I build custom AI agents and even at the small-business level, the capability jumps between model generations change what's possible every few months. What required custom engineering a year ago is now a default feature. The acceleration isn't slowing down and the policy infrastructure isn't keeping up — it's not even in the same time zone.

The Einstein letter parallel is apt but there's a key difference you might push further: Roosevelt had one lab to manage. The current landscape has dozens of frontier labs across multiple countries with no shared oversight framework. The coordination problem is harder than the nuclear case, not easier. And we solved the nuclear case badly.

Ryan Baker's avatar

We also need a plan for accelerating the pace of deployments of security fixes. Mythos forces a re-evaluation of the balance between attacker and defender. A lot of that balance is outside of discovery. Discovery is the first step, and useful to attacker and defender. Remediation and deployment is in contest with weaponization and exploitation.

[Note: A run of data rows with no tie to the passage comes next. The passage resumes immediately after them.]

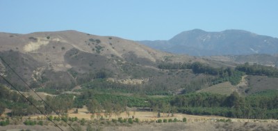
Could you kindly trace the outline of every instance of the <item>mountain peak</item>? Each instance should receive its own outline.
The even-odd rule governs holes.
[[[196,29],[181,32],[163,43],[165,44],[161,44],[159,47],[152,46],[152,43],[145,45],[172,53],[193,56],[273,54],[278,52],[278,38],[238,29],[208,32]],[[153,45],[158,45],[154,43]]]

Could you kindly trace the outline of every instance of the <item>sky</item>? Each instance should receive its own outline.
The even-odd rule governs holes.
[[[278,38],[277,0],[0,0],[0,32],[76,30],[133,40],[241,29]]]

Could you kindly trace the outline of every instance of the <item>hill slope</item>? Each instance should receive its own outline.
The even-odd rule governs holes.
[[[186,82],[181,77],[177,78],[158,69],[158,62],[208,63],[202,59],[157,51],[132,40],[76,31],[0,33],[0,55],[32,88],[62,91],[106,78],[117,85],[144,83],[144,88],[149,90],[164,88],[164,92],[174,91]],[[18,88],[25,88],[7,65],[1,61],[0,66],[1,73]],[[163,84],[165,81],[168,82]]]
[[[242,30],[207,32],[183,31],[169,40],[139,41],[154,49],[193,56],[273,54],[278,52],[278,38]]]

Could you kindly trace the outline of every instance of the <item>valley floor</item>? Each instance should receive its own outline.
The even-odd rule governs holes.
[[[277,123],[257,123],[257,122],[194,122],[194,123],[134,123],[133,125],[92,125],[99,130],[278,130]],[[69,126],[61,126],[64,130],[70,130]],[[81,127],[83,130],[86,130],[86,126]],[[50,131],[60,130],[52,125],[8,125],[0,127],[0,130],[18,131],[21,130]]]

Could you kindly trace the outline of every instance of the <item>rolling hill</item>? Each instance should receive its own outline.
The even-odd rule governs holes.
[[[200,58],[155,50],[132,40],[76,31],[0,33],[0,55],[32,88],[55,91],[68,91],[106,78],[122,86],[144,83],[144,88],[150,91],[164,88],[161,92],[174,92],[180,85],[190,82],[181,75],[186,73],[188,79],[196,80],[205,77],[195,76],[190,71],[175,75],[157,68],[158,63],[210,63]],[[0,66],[1,74],[17,87],[26,89],[3,61]]]

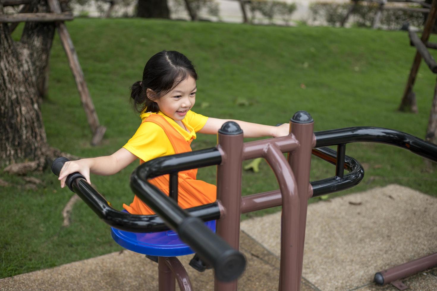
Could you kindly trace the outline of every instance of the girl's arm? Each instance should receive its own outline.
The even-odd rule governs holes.
[[[288,135],[290,125],[284,123],[280,126],[258,124],[250,122],[232,119],[219,119],[208,117],[206,123],[202,129],[199,130],[201,134],[216,134],[224,123],[227,121],[234,121],[238,123],[243,130],[245,137],[283,137]]]
[[[71,161],[64,164],[58,180],[61,180],[61,188],[63,188],[65,186],[67,176],[72,173],[79,172],[90,183],[90,173],[98,175],[112,175],[125,168],[137,158],[135,154],[122,147],[110,156]]]

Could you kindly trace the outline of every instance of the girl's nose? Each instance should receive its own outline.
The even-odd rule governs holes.
[[[184,101],[182,103],[182,107],[186,107],[191,106],[191,102],[189,101]]]

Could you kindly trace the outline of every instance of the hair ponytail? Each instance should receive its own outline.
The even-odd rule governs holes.
[[[173,89],[189,76],[197,80],[194,66],[187,57],[175,51],[163,51],[147,61],[142,72],[142,80],[131,87],[131,102],[139,112],[158,113],[158,104],[147,97],[147,89],[153,92],[153,99],[158,99]]]
[[[147,97],[146,90],[143,90],[142,82],[137,81],[131,87],[131,102],[137,112],[141,113],[146,108],[147,111],[158,113],[159,108],[156,102]]]

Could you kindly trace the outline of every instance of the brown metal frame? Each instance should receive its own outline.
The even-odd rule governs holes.
[[[306,211],[312,194],[310,164],[316,140],[314,123],[310,116],[309,119],[309,123],[303,123],[292,119],[291,134],[287,136],[246,143],[243,143],[242,131],[236,134],[218,134],[217,148],[222,162],[217,168],[217,200],[222,211],[217,221],[217,234],[238,250],[241,213],[268,208],[276,200],[282,201],[279,286],[281,291],[300,288]],[[283,152],[289,153],[288,158]],[[264,158],[273,169],[280,190],[242,197],[242,162],[260,157]],[[276,196],[277,199],[271,199]],[[270,199],[267,201],[257,201],[257,198],[267,197]],[[180,290],[192,290],[185,269],[176,257],[160,257],[159,268],[160,291],[174,291],[175,276]],[[237,284],[236,280],[225,282],[215,277],[214,290],[236,291]]]

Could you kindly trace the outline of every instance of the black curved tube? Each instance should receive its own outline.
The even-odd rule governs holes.
[[[405,148],[437,162],[437,145],[394,129],[356,127],[318,131],[314,135],[316,147],[349,143],[381,143]]]
[[[52,170],[56,176],[68,159],[59,157],[53,163]],[[77,194],[99,217],[111,226],[119,229],[137,233],[148,233],[168,230],[170,228],[156,214],[136,215],[119,211],[109,202],[79,173],[70,175],[66,181],[72,191]],[[218,203],[215,202],[186,209],[191,216],[204,221],[220,218]]]
[[[312,150],[312,154],[335,165],[337,152],[329,147],[323,147]],[[358,185],[364,178],[364,169],[357,161],[349,156],[344,157],[344,168],[349,172],[340,177],[329,178],[310,182],[312,186],[312,197],[338,192]]]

https://substack.norabble.com/p/deployments-cant-wait

Warren Wimmer's avatar

“We need to consider what level of government oversight there should be on these increasingly powerful AI capabilities. Congress, not agencies and not private boards, should define what happens at the upper end of the capability curve. At some point, decisions about deploying systems that rival the coercive capacity of governments cannot sit inside a private corporate structure, however well-intentioned its leadership. Under the Constitution, that authority belongs to Congress. Statute, with sunset clauses and judicial review, is how this gets done — ideally without creating a sprawling discretionary regulator.” While one is concerned that Congressional or state-level regulation may hamstring AGI leadership, there is no evidence that Congress has the capacity to understand the technology, let alone regulate or “guide” its incremental release in a vetted manner.

Leon Wildcard's avatar

sell security, compliance, and chips. got it

Glau Hansen's avatar

Honestly mass unemployment will wreck the US a lot more thoroughly than a cyber superweapon, so it seems like even if we do avoid the weaponization we are still screwed.

Peter Wildeford's avatar

Maybe we can work on that from a policy perspective too.

Glau Hansen's avatar

Yeah. In both cases the issue seems to be that nothing is going to be done until the harms are unignorable.